If it's going to actually work. And the teams themselves are just really frustrated and really beaten down. And I think that's one of my emotional motivations to, um, to talk about this to a dev ops audience, is I think there's an opportunity for the skills that you have from dev ops to help these teams. And, you know, I think the investor there's a lot of cases of best-in-class people can do it all with data ops. They can have fast cycle time and deployment. And as a result have lower costs and less happy customers. And so, well, what can you do to help them? And so I guess the first thing is that you already have by being in this conference, have a set of ideas around dev ops and what it means to work in an agile way, what it means to iterate what infrastructure is code is what having script is, what having a safe culture is, um, how to work, how to work from bottlenecks and those principles themselves, um, as being a respectful, powerful set of principles that can influence how a team works.

00:20:46

They need advocates and data science and analytic teams, because the mental model they have, it's all about. I gotta do the next chart. I gotta do the next model. I got to do the next data set the next table. It's all very focused on the features that they want to get out and not the system that they want to build. And if anything, um, the, the dev ops, uh, idea is that you can build a system in which to do work, where people end up being able to do more work that's better. And so that system wide I idea, I think is important. And so, you know, when you go back to your company, if you're having lunch with someone on a data science team, or in data engineering or data warehouse, ask them some in pertinent questions, like, are you using source control for your work?

00:21:33

Simple question, you know, is your model and to get to, is your visualization and gets, how many automated tests do you have in production? Are you observing the data as it goes through your production systems to see if it's right, because they're, in some ways your customer, um, these operational systems that they, that you guys run in a dev ops world, your CRM system, your website, the tables, the logs that come out of that are actually the input into an analytic process. And so, you know, how do you know if there haven't gotten crappy data, they need to automate and test and then ask another questions. Do they have regression tests, functional tests, or unit tests? Do they just have unit tests? Do they have, uh, you know, there's some companies who they have a couple of units have on their ETL, and then they've plugged some stuff in the Jenkins and they think they're doing, doing miraculous.

00:22:25

And so how long does it take to deploy a model or some ETL code from dev to production? Is it automated or is it a manual process? How up-to-date is your development environment, or how often are your business user finding errors in the data? And every one of you who listens to this, I think knows what kind of answers you want, right? You want fast deployment, you want low errors. Um, you want to be able to have your, uh, a new person come into your group, get a development environment, be able to fix a simple bug and deploy to production their first week.

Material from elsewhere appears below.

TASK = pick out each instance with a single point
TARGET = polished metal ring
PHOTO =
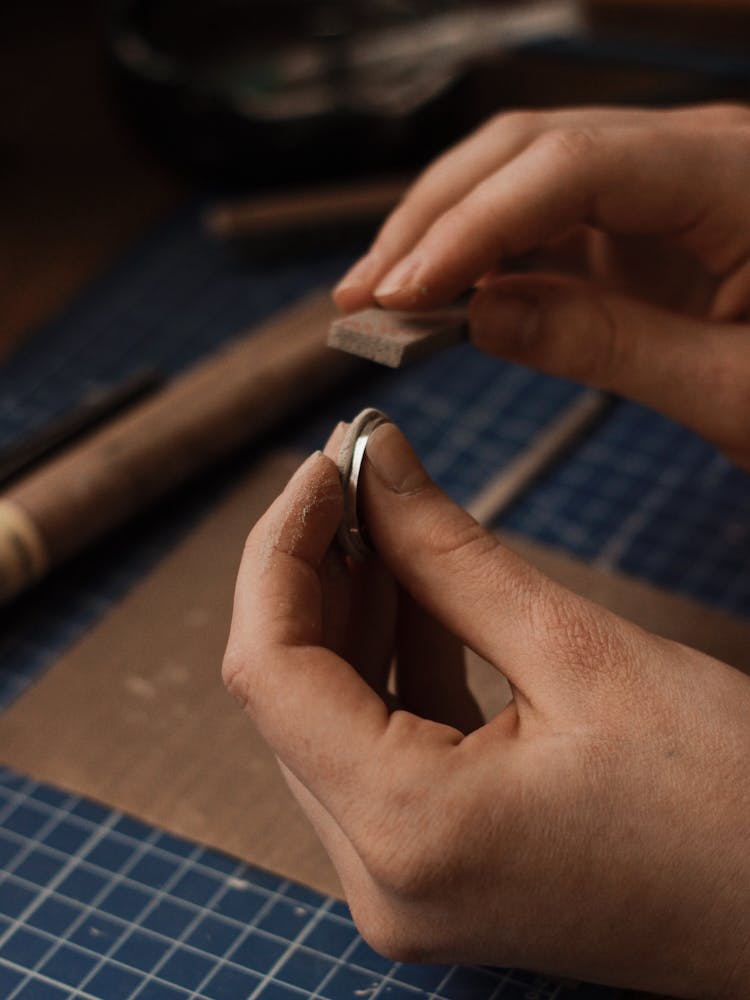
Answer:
(352, 535)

Um, most data and analytic organizations, uh, answers to this that would shock you, that would, uh, almost make you want to tear your hair out. And so I think asking these important questions can give you some motivation to say, Hey, these dev ops principles, these ops principles or data ops principles, or whatever you want to call them are away for these teams to wait for them to help these teams.

00:23:24

And so we have a as data kitchen, we've written a book about data ops, which is free. Um, you've written a manifesto, um, and actually on our website, gene, Kim was kind enough last year to let, let us, uh, give out one chapter excerpt of the unicorn project that talks around a project Panther and the, um, data warehouse and the challenges that they, that they solved. Um, and so we've got some software that can help with help with it too. Um, but, uh, I just want to thank you and say, there is an opportunity for anyone who does dev ops to help out on their data and analytic team. I think it's a growing field. It's got, um, some great trends behind it and it could use your help. So thank you much and have a great day.